Corrosion studies on aluminium-based metal matrix composites reinforced with graphite, SiC and fly ash particles
Jarosław Bieniaś
Quarterly No. 3, 2009 pages 286-290
DOI:
keywords: aluminium, metal matrix composites, microstructure, pitting corrosion
abstract Aluminium Matrix Composites reinforced with ceramic particles (e.g. SiC, Al2O3, graphite and fly ash) are actually advanced engineering materials. These materials can be characterised by superior mechanical and thermal properties. However, the addition of the reinforcement particles could significantly changing corrosion behaviour of aluminium matrix composites. The corrosion resistance of aluminium matrix composites is determined by several factors such as: variety of aluminium alloy matrix and reinforcement type combinations, manufacturing technology, microstructure of composite and interfacial reactions reinforcement/matrix. This paper presents microstructural characteristic and susceptibility to pitting corrosion of on aluminium-based metal matrix (Al-Si) composites reinforced with graphite (5.7 wt. %), SiC (20 vol. %) and fly ash (9.0 wt. %) particles.
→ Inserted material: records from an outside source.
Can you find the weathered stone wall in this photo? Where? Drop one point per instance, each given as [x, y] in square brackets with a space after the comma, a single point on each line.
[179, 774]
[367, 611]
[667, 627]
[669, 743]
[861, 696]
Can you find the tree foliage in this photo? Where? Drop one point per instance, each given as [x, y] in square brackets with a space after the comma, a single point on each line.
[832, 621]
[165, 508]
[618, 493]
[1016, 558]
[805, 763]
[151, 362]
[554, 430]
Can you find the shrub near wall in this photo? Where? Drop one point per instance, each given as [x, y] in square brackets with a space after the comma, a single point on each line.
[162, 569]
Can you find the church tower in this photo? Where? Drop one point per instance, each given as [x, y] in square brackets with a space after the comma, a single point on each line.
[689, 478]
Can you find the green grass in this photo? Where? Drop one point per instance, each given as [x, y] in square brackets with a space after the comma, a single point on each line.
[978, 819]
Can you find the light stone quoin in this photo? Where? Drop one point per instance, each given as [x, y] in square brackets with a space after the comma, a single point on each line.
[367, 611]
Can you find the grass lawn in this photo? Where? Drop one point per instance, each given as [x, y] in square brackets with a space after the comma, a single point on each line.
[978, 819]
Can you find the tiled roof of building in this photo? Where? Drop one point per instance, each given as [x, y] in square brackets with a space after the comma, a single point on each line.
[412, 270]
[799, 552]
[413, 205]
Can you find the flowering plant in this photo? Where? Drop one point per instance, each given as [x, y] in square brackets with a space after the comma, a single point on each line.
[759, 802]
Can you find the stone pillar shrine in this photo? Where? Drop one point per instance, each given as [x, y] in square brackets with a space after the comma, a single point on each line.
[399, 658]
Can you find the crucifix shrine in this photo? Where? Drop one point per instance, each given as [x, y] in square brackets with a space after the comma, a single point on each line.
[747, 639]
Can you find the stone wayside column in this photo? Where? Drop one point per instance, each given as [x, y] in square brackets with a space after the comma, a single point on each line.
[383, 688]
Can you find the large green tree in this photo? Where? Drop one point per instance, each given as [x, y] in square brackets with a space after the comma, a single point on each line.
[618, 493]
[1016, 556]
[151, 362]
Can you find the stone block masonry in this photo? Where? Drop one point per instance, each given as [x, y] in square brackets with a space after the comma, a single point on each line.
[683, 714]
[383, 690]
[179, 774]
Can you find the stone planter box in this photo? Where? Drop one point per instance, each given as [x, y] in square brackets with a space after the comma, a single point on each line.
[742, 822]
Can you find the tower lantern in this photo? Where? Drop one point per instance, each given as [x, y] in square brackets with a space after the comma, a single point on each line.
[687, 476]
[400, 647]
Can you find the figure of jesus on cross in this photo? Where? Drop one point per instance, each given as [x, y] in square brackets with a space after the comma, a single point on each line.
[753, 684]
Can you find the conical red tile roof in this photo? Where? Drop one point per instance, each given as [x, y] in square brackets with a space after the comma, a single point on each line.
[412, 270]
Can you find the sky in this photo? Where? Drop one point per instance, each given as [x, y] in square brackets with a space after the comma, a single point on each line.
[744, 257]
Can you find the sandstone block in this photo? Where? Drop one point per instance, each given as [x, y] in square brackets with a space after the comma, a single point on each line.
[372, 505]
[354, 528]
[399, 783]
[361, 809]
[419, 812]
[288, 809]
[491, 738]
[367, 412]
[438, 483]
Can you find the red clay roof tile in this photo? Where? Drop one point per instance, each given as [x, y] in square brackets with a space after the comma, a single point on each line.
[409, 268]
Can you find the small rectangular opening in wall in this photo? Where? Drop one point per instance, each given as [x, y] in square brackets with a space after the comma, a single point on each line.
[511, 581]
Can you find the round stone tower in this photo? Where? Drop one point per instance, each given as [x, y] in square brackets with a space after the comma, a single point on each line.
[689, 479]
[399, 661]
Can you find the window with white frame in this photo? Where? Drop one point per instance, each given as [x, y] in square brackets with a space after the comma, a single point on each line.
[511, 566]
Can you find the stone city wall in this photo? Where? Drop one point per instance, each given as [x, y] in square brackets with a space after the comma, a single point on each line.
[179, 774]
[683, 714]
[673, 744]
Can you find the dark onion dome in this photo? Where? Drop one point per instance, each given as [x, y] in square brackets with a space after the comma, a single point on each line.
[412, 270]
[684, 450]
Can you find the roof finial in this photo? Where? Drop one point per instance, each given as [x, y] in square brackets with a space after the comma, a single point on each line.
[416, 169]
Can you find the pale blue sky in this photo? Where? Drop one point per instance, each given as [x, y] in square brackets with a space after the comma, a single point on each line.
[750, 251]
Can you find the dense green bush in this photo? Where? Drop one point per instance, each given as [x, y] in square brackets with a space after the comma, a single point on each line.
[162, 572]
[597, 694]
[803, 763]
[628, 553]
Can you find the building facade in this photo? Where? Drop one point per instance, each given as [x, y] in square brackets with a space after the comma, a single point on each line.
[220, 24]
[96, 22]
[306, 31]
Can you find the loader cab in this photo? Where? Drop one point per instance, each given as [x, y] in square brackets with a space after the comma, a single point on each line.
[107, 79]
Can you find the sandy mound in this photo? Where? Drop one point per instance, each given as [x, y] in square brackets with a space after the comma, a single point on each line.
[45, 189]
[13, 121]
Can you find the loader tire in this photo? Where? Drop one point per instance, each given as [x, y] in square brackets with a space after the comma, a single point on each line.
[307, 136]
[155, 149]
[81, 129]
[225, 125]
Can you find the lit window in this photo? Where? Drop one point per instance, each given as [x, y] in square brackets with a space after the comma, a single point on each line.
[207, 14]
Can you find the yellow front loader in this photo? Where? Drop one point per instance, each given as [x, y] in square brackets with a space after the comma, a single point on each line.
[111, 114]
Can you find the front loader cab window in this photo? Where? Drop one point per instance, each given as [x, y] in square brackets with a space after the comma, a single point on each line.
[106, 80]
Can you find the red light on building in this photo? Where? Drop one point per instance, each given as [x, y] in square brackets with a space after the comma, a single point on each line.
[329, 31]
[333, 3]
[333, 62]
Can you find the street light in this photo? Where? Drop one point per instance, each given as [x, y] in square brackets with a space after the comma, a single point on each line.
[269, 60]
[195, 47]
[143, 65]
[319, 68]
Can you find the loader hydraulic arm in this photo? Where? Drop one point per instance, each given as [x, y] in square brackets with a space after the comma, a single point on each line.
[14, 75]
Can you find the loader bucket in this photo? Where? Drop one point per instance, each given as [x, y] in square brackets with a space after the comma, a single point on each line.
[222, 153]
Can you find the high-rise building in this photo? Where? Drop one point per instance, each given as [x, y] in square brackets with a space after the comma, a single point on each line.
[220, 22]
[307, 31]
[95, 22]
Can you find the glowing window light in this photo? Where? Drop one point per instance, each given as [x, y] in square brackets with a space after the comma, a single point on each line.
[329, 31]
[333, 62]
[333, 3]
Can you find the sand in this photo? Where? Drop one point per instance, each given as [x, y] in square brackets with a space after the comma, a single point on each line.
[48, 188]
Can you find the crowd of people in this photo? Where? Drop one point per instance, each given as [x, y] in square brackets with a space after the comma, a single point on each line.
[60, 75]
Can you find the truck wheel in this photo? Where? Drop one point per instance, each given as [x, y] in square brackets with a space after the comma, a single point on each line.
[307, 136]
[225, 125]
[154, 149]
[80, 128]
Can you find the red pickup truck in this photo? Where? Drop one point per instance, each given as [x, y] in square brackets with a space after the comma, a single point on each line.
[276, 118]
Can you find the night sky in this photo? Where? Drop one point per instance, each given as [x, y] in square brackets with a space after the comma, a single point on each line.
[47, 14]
The corrosion resistance experiments were carried out by accelerated electrochemical studies using the potentiodynamic method (in the 3.5 wt. % NaCl aqueous solution, pH 7.0, at 25ºC). The corrosion behaviour of composite with fly ash particles was studied further by immersion tests for 50 days (3.5 wt. % NaCl). The polarisation curves, corrosion potentials (corrosion Ecorr, pitting Epit and repassivation Erp) and surface morphology after corrosion tests were estimated. It was found that: (1) the electrochemical data and microstructure observations after corrosion tests confirms that incorporation of reinforcement particles (graphite, SiC, fly ash) into aluminium matrix causes the increase of susceptibility to pitting corrosion of the composites in comparison with unreinforced matrix alloys, (2) the enhanced pitting corrosion of Al/fly ash, Al/SiC and Al/GR composites is associated with the pores, multiphasic character of composites (e.g. the releases of intermetallic Al3Ni phase), reactions at the interface reinforcement/matrix and formation of galvanic couples favourable to corrosion. The same factors also determine the properties of oxide film forming on the materials surface.